Schwer aus den Puschen kommt das Werk, bei dem Grimme-Preisträger Alexander Adolph für Buch und Regie verantwortlich zeichnete. Tranig steht dann auch noch eine verhuschte Kripo-Kollegin mit Selbstwertproblem im Weg herum, gespielt von Bibiana Beglau. Die „Schauspielerin des Jahres“ und renommierte Bühnenkünstlerin weiß, was sie tut. Leider spielt die nervtötende, erratische Verträumtheit ihrer Figur für die Geschichte überhaupt keine Rolle. Und am Ende ist es einem dann schon fast egal, von wem die Fingerabdrücke auf dem abgeschraubten Radkappenbolzen sind oder wo zum Teufel dieser „zwinkernde Bulgare“ steckt, der ein so wichtiger Zeuge ist.

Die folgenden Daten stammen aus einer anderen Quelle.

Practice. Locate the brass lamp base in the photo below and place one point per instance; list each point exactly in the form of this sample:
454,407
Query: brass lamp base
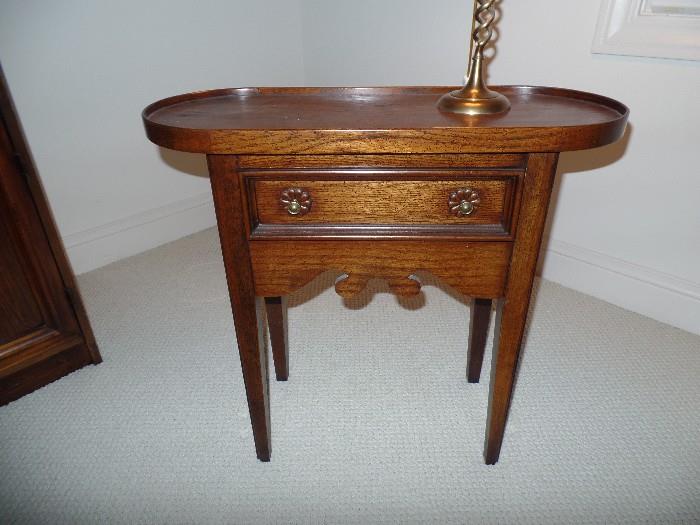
468,102
475,98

Schon klar, was dieser leider etwas koffeinfreie Film sein wollte: unheimlich, leise, eindringlich, intensiv. Stattdessen ist es der bisher schwächste Lindholm- „Tatort“ - mit einem schwer prätentiösen Soundtrack.

Spannend wird der Tatort im letzten Drittel

Erst nach zwei Dritteln zieht die Sache an, wird gar ein wenig spannend, als Landmanns Sicherheitschef Clemens Müller die Kontrolle verliert. Aber muss dieser Müller - solide gespielt vom erfahrenen, in Leipzig zum Schauspieler ausgebildeten TV-Bösewicht Marko Dyrlich - dann auch noch ein ganz dolle böser Motorradfreak aus dem Klub Angels on Wheels sein? Geht’s auch mal ohne Rocker? Allmählich sind die Jungs in den Kutten bei Lindholm, was die Russen in den achtziger Jahren bei James Bond waren: die Huckeduster vom Dienst, die man immer nimmt, wenn mal ein kleiner Teufel fehlt. Das Tierelend, das Nicht-wissen-wollen der Konsumenten, liegt wie ein Schatten über dem Film, ebenso das Leid der ausgebeuteten Werkvertragsarbeiter.

Textlich und emotional aber bleibt die Sache so karg wie die norddeutschen Stoppelfelder, auf denen Lindholm herumschlurft. Das ist schade, denn die Massentierhaltung wäre das perfekte Szenario für einen spannenden Krimi, der nebenbei etwas Aufklärung im Gepäck hat. So matt aber, so - Verzeihung - fleischlos und graumäusig bleibt die Sache ziemlich fade Kost.